I'm trying to use dplyr::mutate()
in combination with purrr::map()
to create a "recipe" object with recipes::recipe()
.
If I do it out of tibble context this works fine:
library(rsample)
library(recipe)
iris_split <- initial_split(iris, prop = 0.6)
data_set_training <- training(iris_split)
recipe_standalone <- recipe(x = data_set_training, Species ~ .) # works
By contrast:
library(tibble)
library(dplyr)
library(purrr)
library(tidyr)
tibble(subset_training = data_set_training) %>%
nest(subset_training = subset_training) %>%
mutate(iris_recipe = map(.x = subset_training, .f = ~recipe(x = .x, Species ~ .))) # doesn't work
Error: Problem with
mutate()
columniris_recipe
.
iiris_recipe = map(.x = subset_training, .f = ~recipe(x = .x, Species ~ .))
.
x object 'Species' not found
How can I use map()
to create a new list-column that contains the "recipe" object?
Desired output
To demonstrate, I want to get this exactly:
desired_output <-
tibble(subset_training = list(data_set_training),
iris_recipe = list(recipe_standalone))
## # A tibble: 1 x 2
## subset_training iris_recipe
## <list> <list>
## 1 <df [90 x 5]> <recipe>
CodePudding user response:
You've created funky structure the way you are nesting.

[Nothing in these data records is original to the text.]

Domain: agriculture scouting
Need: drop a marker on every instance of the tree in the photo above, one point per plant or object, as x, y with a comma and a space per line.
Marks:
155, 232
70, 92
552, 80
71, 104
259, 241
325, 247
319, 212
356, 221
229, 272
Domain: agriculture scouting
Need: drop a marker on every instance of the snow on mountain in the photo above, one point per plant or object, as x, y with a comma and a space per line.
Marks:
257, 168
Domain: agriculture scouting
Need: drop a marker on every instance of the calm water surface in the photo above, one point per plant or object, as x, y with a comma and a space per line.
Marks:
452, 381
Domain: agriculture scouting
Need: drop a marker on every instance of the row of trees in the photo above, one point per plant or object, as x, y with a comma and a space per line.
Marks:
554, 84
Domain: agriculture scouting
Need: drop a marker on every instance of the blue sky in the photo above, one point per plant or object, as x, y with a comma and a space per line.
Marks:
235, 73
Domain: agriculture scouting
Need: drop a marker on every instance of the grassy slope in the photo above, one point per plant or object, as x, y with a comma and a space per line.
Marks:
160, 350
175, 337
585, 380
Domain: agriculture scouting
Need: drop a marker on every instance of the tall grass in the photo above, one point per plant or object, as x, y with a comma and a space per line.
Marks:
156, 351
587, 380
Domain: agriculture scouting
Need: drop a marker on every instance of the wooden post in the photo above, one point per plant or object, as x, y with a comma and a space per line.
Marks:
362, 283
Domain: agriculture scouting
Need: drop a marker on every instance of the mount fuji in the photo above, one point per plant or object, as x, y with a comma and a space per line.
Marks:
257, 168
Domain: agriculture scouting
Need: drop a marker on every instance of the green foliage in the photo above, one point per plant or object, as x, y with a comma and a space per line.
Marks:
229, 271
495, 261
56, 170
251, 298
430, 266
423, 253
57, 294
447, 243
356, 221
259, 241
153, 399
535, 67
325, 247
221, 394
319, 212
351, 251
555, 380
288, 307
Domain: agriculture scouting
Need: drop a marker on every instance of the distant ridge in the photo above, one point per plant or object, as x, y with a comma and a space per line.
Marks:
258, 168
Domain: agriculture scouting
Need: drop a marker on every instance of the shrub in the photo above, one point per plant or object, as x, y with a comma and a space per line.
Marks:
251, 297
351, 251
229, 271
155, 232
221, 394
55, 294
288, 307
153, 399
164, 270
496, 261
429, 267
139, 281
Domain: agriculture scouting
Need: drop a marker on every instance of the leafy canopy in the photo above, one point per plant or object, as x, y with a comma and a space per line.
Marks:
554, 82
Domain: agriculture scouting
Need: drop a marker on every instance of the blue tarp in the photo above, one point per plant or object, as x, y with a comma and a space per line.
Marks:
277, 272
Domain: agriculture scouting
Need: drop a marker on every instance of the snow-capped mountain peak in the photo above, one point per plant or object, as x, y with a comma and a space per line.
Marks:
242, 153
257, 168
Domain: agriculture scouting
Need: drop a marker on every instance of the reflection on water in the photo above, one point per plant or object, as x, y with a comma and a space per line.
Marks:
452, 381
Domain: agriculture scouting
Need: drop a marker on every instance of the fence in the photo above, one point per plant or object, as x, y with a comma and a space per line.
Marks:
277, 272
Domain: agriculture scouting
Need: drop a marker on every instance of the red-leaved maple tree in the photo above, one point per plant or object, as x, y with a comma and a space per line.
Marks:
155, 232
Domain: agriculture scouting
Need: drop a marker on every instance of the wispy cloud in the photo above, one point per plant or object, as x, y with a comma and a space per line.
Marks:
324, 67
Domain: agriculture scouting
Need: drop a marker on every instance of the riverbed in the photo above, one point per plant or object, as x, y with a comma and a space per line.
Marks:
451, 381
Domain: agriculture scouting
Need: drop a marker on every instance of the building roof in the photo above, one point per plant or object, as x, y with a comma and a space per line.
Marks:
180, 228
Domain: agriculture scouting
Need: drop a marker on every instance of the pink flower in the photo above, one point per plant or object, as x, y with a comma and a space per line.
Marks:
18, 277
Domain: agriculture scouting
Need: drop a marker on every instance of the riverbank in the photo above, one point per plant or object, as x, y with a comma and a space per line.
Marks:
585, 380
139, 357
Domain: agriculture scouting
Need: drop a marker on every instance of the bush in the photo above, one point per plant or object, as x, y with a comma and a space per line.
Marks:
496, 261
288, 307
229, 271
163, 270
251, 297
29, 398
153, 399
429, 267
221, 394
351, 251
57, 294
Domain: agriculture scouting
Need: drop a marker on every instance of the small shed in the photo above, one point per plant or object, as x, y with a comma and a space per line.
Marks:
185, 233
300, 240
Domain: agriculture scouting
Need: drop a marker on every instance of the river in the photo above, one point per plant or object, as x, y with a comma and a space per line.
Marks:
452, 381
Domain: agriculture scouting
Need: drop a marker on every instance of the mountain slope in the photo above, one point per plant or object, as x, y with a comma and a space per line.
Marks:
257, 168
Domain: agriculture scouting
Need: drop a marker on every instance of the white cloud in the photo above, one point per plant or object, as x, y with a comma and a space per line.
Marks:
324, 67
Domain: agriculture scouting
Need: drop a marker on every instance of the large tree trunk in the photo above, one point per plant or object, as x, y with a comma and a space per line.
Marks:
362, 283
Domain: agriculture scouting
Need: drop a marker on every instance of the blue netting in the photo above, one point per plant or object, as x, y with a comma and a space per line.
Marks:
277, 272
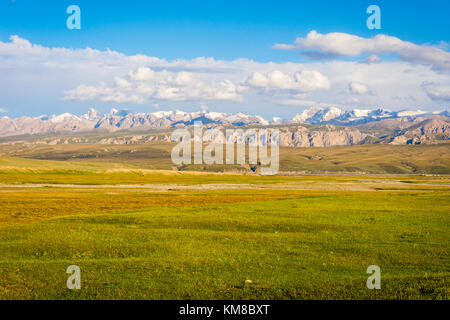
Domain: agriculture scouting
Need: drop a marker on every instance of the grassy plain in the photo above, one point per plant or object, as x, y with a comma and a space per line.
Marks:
144, 234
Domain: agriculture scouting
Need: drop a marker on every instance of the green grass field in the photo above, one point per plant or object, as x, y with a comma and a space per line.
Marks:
140, 234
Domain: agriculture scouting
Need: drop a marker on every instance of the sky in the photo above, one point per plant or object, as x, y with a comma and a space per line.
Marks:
272, 58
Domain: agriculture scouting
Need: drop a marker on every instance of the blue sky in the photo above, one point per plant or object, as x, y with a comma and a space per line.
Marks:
224, 30
221, 29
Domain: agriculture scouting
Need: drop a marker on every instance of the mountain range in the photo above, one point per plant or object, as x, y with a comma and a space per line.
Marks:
330, 126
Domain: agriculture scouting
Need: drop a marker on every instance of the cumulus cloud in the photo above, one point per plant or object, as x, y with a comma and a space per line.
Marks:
145, 83
436, 92
357, 88
304, 81
336, 44
86, 75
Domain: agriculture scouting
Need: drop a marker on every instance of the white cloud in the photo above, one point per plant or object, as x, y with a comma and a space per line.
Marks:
357, 88
144, 83
304, 81
335, 44
436, 92
88, 75
372, 59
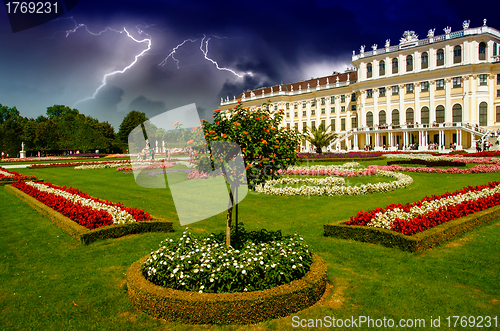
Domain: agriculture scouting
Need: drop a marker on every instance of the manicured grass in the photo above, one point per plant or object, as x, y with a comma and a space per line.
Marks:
49, 270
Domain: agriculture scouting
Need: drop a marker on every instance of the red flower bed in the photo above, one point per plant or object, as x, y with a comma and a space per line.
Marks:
83, 215
436, 216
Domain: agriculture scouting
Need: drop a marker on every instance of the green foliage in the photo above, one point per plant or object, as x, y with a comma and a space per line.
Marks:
319, 137
266, 146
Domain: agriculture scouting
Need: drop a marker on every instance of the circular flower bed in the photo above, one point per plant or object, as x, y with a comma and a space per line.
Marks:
266, 279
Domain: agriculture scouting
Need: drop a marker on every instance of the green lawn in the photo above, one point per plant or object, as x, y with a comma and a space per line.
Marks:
49, 281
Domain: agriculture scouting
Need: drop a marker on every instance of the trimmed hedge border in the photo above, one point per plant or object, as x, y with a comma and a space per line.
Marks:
418, 242
87, 236
354, 159
226, 308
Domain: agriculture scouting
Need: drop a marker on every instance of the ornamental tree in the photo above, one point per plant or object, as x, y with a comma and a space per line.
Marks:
266, 147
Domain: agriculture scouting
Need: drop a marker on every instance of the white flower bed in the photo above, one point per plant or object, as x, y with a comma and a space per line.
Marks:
402, 181
385, 219
119, 216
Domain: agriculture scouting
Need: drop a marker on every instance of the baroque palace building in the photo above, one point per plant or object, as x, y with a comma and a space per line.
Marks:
422, 93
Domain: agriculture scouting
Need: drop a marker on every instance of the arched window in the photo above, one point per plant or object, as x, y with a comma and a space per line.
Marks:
457, 54
395, 117
425, 60
409, 63
424, 115
483, 114
440, 57
381, 117
395, 66
409, 115
381, 68
457, 113
369, 118
439, 114
482, 51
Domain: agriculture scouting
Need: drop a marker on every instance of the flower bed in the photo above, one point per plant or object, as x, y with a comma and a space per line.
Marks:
430, 211
261, 281
9, 176
80, 207
86, 235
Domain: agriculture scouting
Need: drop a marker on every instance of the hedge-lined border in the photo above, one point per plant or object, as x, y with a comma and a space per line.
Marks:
87, 236
226, 308
304, 160
418, 242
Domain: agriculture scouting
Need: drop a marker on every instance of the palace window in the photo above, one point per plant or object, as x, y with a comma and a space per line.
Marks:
425, 60
457, 54
424, 115
440, 57
409, 88
369, 118
483, 79
482, 51
381, 92
409, 115
440, 114
395, 66
409, 63
395, 117
440, 84
457, 113
483, 114
381, 68
381, 117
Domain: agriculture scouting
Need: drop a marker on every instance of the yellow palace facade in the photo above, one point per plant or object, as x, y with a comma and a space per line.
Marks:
428, 93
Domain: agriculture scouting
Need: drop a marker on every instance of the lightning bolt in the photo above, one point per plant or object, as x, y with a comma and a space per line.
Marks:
204, 51
124, 30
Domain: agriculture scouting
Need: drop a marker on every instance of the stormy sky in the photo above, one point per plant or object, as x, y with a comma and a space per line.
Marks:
162, 52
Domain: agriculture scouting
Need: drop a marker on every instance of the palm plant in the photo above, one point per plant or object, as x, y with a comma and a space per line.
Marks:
319, 137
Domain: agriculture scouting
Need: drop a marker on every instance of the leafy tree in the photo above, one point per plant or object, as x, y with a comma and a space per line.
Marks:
319, 137
133, 119
266, 147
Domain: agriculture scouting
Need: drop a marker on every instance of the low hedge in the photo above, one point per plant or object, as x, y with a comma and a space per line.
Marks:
226, 308
87, 236
428, 163
417, 242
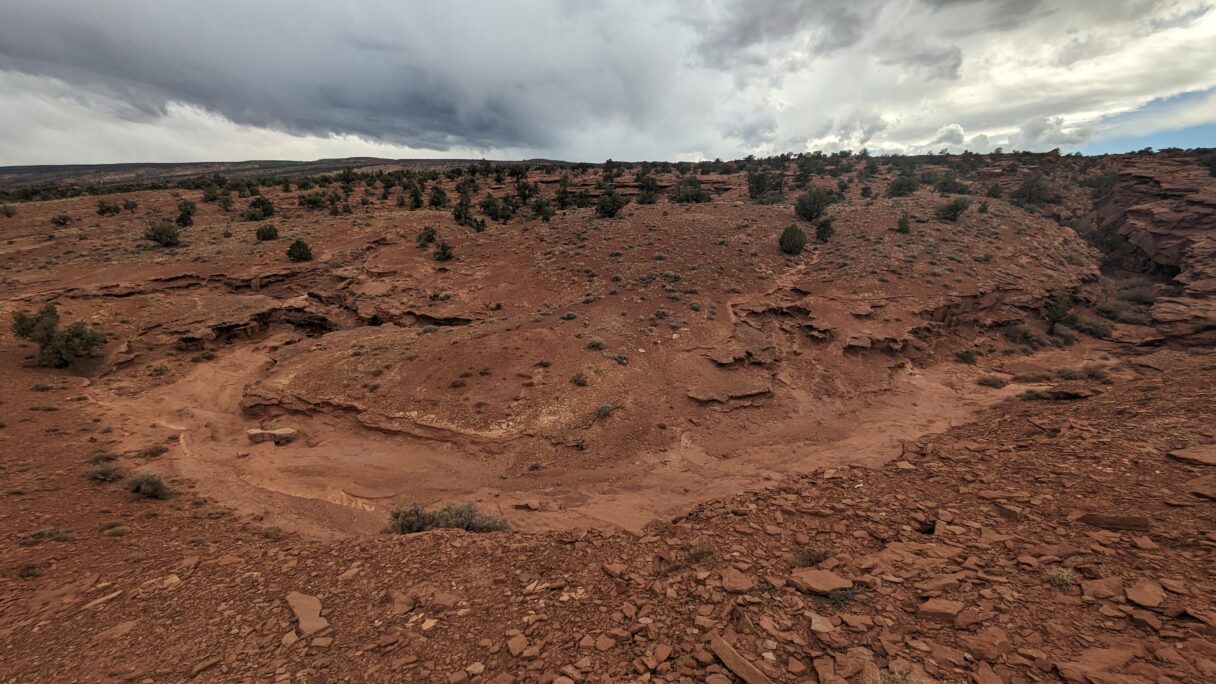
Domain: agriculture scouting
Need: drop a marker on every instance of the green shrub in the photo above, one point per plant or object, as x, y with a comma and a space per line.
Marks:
163, 234
765, 186
426, 236
438, 197
260, 208
902, 186
542, 209
1032, 191
147, 486
812, 203
792, 240
103, 471
299, 251
953, 209
609, 205
823, 230
688, 191
56, 347
414, 519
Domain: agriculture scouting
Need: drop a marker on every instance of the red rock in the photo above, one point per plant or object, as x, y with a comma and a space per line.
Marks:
941, 610
989, 644
737, 582
1197, 455
1108, 521
817, 581
1146, 593
308, 612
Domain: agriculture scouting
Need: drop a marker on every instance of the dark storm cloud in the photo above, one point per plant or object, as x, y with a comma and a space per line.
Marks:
431, 77
756, 32
580, 79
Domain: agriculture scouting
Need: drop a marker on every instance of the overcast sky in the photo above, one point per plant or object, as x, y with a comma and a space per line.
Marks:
169, 80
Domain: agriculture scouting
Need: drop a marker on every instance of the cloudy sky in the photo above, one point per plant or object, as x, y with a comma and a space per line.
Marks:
169, 80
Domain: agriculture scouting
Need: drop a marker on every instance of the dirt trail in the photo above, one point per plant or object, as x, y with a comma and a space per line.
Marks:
342, 478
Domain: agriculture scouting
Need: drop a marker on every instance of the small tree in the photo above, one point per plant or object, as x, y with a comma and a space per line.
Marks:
260, 208
902, 186
609, 205
812, 205
426, 236
438, 197
56, 347
542, 209
299, 251
688, 191
823, 230
792, 240
163, 234
953, 209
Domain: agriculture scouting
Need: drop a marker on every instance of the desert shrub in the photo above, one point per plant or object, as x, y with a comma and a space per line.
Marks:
313, 200
438, 198
953, 209
542, 209
765, 185
792, 240
823, 230
414, 519
103, 471
812, 203
1032, 191
902, 186
147, 486
690, 191
609, 205
426, 236
56, 347
260, 208
950, 185
163, 234
299, 251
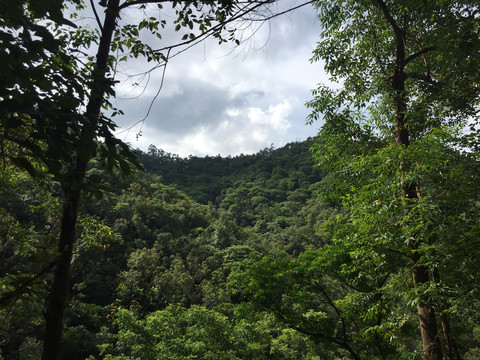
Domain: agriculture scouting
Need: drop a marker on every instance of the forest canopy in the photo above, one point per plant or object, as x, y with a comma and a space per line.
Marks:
359, 244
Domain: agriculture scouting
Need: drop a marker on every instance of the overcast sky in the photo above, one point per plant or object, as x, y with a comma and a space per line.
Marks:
226, 100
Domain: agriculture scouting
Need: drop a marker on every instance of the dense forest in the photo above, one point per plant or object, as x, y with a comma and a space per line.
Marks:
361, 243
150, 253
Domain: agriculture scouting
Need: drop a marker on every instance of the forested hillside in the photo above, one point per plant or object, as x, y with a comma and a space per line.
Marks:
361, 243
147, 251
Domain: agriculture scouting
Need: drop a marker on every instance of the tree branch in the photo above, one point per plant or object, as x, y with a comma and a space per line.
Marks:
418, 53
96, 16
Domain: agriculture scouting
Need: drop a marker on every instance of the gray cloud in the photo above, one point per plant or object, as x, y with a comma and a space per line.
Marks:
224, 100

You have put a dataframe as a column and then nested it, so pulling it, you actually just still have this strange 90x1
data frame column.
tibble(subset_training = data_set_training) %>%
nest(subset_training = subset_training) %>%
pull(subset_training) %>%
first()
#> # A tibble: 90 × 1
#> subset_training$Sepal.Length $Sepal.Width $Petal.Length $Petal.Width $Species
#> <dbl> <dbl> <dbl> <dbl> <fct>
#> 1 6.3 3.3 6 2.5 virgini…
#> 2 6 2.2 4 1 versico…
#> 3 5.7 2.8 4.5 1.3 versico…
#> 4 7.2 3.6 6.1 2.5 virgini…
#> 5 5 3.5 1.3 0.3 setosa
#> 6 5.1 3.8 1.6 0.2 setosa
#> 7 7.2 3.2 6 1.8 virgini…
#> 8 5.7 4.4 1.5 0.4 setosa
#> 9 4.4 2.9 1.4 0.2 setosa
#> 10 5.2 3.4 1.4 0.2 setosa
#> # … with 80 more rows
Here's how you should be nesting it.
data_set_training %>%
nest(subset_training = everything()) %>%
pull(subset_training) %>%
first()
#> # A tibble: 90 × 5
#> Sepal.Length Sepal.Width Petal.Length Petal.Width Species
#> <dbl> <dbl> <dbl> <dbl> <fct>
#> 1 6.3 3.3 6 2.5 virginica
#> 2 6 2.2 4 1 versicolor
#> 3 5.7 2.8 4.5 1.3 versicolor
#> 4 7.2 3.6 6.1 2.5 virginica
#> 5 5 3.5 1.3 0.3 setosa
#> 6 5.1 3.8 1.6 0.2 setosa
#> 7 7.2 3.2 6 1.8 virginica
#> 8 5.7 4.4 1.5 0.4 setosa
#> 9 4.4 2.9 1.4 0.2 setosa
#> 10 5.2 3.4 1.4 0.2 setosa
#> # … with 80 more rows
Then you get the results you're looking for:
data_set_training %>%
nest(subset_training = everything()) %>%
mutate(iris_recipe = map(
.x = subset_training,
.f = ~recipe(x = .x, Species ~ .)
))
#> # A tibble: 1 × 2
#> subset_training iris_recipe
#> <list> <list>
#> 1 <tibble [90 × 5]> <recipe>